Kas cleared his throat, and continued, “And I regret that I didn’t meet you earlier. I had no idea you were his daughter, not until that dinner at the palace, when Ehmet said.”
“Oh,” slipped out as she felt heat rushing her face. She began to trace the rim of her wine glass, round and round her finger went as her thoughts whirled in parallel.
Papa was friends with Kas? Did that change anything? Nes wasn’t positive, but felt as though it meant she could permit herself to relax and enjoy having her own friendship with him, guilt-free. That had to be acceptable.
But she was also at the symposium . . . and there were next to no rules here. Kas’s confession replayed in her mind yet again, “You know I’m attracted to you, right?” A cloud of butterflies snapped into action in her belly, sending Nesrina further into anxious turmoil.
You cannot feel this way! her conscience shouted.
But you do, her consciousness replied.
She set down her glass with force, earning a raised brow from Kas.
With an exaggerated faux yawn that was more of a silent scream than anything else, Nes stood from her seat and stretched. “I’m exhausted.”
He nodded without tearing his gaze from her face.
Nes’s heart fluttered. One of the belly-butterflies must have made its escape.

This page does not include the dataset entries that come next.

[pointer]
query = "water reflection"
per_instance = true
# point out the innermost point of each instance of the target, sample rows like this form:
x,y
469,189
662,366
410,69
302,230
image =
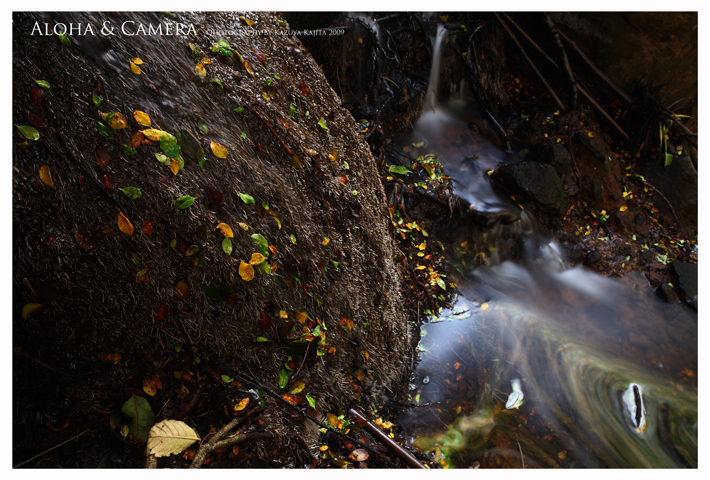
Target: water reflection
x,y
577,342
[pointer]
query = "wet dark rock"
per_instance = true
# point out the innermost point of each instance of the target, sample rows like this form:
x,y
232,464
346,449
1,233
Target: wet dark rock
x,y
592,258
666,293
688,282
646,257
533,181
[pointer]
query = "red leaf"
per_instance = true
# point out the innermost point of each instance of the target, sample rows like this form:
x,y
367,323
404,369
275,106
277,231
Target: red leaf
x,y
264,321
104,179
37,120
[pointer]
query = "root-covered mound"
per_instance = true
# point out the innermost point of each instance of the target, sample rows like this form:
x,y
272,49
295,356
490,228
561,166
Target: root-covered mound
x,y
296,174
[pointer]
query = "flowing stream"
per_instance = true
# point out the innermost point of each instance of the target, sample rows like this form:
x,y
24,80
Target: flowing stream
x,y
607,371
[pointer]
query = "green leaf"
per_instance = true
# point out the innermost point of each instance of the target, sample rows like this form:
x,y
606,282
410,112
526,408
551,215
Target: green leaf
x,y
132,192
184,202
283,379
170,147
202,127
29,132
227,245
246,198
105,131
261,243
64,39
399,169
139,411
128,150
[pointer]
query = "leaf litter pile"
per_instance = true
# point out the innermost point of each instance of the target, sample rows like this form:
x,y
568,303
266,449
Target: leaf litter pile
x,y
196,191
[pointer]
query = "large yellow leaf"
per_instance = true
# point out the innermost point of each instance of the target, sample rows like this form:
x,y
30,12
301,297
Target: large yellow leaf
x,y
246,271
170,437
218,150
256,259
225,229
142,118
124,224
45,175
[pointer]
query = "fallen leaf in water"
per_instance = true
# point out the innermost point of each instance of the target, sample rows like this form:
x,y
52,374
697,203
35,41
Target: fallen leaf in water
x,y
256,259
182,290
85,242
225,229
45,175
218,150
149,387
29,132
246,271
241,405
29,308
142,118
124,224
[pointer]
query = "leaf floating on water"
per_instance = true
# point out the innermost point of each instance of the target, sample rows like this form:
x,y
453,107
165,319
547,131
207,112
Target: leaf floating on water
x,y
218,150
184,202
246,198
142,118
246,271
45,175
182,290
227,246
124,224
138,409
29,308
29,132
170,437
256,259
225,229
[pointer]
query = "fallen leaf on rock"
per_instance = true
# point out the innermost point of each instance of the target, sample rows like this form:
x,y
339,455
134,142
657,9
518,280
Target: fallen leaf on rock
x,y
170,437
45,175
124,224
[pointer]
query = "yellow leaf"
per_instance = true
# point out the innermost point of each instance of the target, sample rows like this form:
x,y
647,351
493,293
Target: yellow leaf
x,y
142,118
124,225
153,134
335,421
246,271
174,166
256,259
297,388
241,405
225,229
45,175
218,150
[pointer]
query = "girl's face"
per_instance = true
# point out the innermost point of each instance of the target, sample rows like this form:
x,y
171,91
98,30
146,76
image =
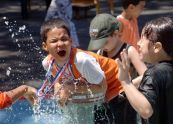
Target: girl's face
x,y
58,44
146,50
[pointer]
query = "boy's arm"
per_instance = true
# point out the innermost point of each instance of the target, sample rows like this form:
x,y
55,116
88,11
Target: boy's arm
x,y
138,101
23,90
8,97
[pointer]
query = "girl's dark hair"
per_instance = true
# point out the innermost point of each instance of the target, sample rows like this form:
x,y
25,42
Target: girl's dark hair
x,y
50,24
160,30
126,3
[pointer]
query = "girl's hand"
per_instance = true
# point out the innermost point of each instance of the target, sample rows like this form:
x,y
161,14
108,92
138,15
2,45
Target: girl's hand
x,y
124,65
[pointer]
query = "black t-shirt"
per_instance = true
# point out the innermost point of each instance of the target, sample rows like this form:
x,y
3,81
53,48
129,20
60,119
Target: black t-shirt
x,y
157,86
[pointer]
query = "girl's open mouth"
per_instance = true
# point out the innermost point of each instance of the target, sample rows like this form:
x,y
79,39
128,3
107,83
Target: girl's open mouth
x,y
62,53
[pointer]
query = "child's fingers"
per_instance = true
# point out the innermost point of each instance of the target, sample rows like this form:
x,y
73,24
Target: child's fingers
x,y
119,63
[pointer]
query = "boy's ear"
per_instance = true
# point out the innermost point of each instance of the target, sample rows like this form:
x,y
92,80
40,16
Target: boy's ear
x,y
157,47
44,46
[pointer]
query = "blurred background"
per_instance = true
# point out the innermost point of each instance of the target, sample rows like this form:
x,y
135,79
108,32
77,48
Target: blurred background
x,y
20,45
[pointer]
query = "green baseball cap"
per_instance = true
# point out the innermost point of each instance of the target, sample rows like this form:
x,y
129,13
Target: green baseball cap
x,y
101,27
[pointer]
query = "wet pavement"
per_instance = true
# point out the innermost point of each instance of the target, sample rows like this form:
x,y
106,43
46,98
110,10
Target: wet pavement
x,y
20,45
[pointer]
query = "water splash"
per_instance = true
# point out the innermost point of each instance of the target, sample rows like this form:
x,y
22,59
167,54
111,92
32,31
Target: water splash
x,y
27,63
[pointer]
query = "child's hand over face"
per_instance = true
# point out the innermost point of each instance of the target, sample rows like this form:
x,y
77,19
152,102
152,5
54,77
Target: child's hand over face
x,y
30,95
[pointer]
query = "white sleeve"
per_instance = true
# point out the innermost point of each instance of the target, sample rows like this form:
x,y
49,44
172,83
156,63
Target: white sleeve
x,y
89,68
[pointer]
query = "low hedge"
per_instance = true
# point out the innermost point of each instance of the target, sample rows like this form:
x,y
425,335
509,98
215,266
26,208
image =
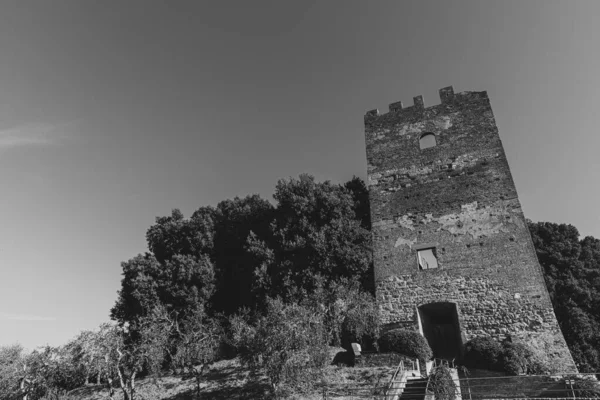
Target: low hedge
x,y
409,343
441,383
483,353
512,358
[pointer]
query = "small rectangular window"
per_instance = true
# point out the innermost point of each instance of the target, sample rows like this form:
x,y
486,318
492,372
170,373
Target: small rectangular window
x,y
427,258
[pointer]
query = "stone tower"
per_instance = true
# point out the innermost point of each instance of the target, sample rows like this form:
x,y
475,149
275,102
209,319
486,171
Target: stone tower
x,y
452,252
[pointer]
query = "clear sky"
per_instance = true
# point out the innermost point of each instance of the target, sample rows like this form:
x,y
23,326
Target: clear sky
x,y
113,113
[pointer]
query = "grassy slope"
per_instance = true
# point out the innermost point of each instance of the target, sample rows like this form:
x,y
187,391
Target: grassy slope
x,y
228,379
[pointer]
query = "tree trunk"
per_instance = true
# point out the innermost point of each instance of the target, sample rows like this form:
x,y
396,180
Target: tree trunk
x,y
198,375
98,377
123,384
132,385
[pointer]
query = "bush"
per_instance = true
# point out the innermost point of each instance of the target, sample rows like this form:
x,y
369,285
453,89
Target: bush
x,y
516,358
586,386
512,358
441,383
483,353
288,344
409,343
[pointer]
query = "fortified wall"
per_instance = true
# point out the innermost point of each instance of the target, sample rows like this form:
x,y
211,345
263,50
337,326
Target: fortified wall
x,y
452,252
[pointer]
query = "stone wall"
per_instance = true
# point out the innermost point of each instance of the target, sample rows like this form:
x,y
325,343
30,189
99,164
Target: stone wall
x,y
459,198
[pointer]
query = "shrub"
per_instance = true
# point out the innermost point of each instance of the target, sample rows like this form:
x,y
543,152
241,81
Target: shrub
x,y
288,343
483,353
512,358
516,358
409,343
441,383
586,386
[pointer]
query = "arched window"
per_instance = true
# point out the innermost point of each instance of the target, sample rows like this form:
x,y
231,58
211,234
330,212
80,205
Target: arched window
x,y
427,140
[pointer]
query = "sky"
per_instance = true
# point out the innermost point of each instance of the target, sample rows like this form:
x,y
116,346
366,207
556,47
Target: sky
x,y
113,113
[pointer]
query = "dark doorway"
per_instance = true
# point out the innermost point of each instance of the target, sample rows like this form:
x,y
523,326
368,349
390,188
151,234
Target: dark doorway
x,y
439,322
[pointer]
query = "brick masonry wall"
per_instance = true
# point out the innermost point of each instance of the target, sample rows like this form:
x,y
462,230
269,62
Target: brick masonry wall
x,y
458,197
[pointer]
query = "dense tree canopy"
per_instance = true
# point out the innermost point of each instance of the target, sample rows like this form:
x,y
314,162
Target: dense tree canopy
x,y
572,271
278,281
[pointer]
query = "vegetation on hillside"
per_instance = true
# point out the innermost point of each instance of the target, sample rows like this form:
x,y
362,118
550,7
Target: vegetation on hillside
x,y
274,284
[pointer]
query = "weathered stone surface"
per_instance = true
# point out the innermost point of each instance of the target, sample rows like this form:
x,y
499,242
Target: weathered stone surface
x,y
458,197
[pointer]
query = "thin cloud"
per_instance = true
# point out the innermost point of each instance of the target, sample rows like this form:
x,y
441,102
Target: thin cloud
x,y
38,134
24,317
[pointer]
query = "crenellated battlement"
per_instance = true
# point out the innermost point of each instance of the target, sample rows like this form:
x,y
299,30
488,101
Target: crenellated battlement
x,y
447,96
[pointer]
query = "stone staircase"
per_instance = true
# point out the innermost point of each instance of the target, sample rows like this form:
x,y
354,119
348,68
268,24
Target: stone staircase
x,y
414,389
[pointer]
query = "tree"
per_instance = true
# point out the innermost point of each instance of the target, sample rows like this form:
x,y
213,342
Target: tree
x,y
175,235
572,272
235,221
288,343
316,235
180,283
197,343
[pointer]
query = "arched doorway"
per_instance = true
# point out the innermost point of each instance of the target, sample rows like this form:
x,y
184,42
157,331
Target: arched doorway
x,y
439,324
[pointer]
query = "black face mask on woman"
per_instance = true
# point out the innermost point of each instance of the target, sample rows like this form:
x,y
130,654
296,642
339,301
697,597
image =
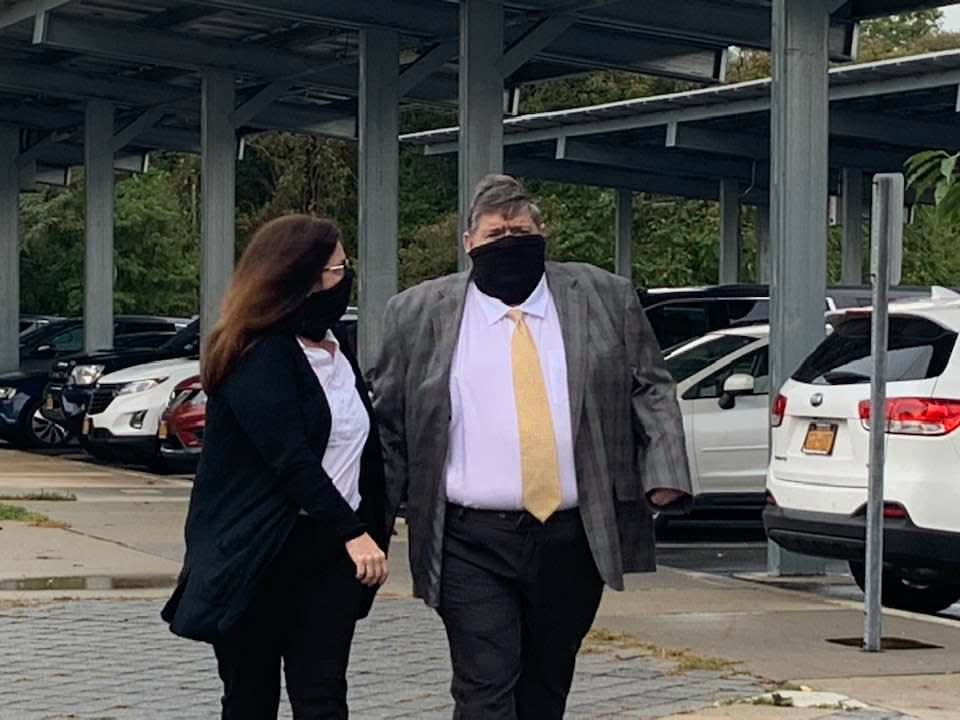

With that, she crossed to her wardrobe.
“I’ll join you shortly.” His voice tumbled over to her on a gust of wind that nearly buckled her knees.
An odd little choked sound came from the back of her throat, and she rushed into the washroom to change into her nightgown.
Nesrina floated on a bed of clouds, held aloft by the duke’s billowing magic as it swirled about her.
Where was he? It was Kas who trapped her so delicately in a hammock of air, she was positive. She couldn’t see him anywhere, but she recognized the feel of him.
Tendrils peeled away from the mass of power, roving over her body, licking at her sensitive skin. A shiver of pleasure and need shot from the center of her chest downward, where it nestled at her core.
One bold breath of wind made its way to the apex of her thighs, parting her to push its way to her most sensitive spot where it began to whorl gently, pulsating against her.
The duke’s wisps of magic coaxed her higher and higher, closer and closer to the top of that cloud-covered precipice.
“Oh, Kas,” she whimpered, cresting over the peak, her body drifting, floating, and plummeting in pure bliss. She was left shuddering in the wake of his ministrations.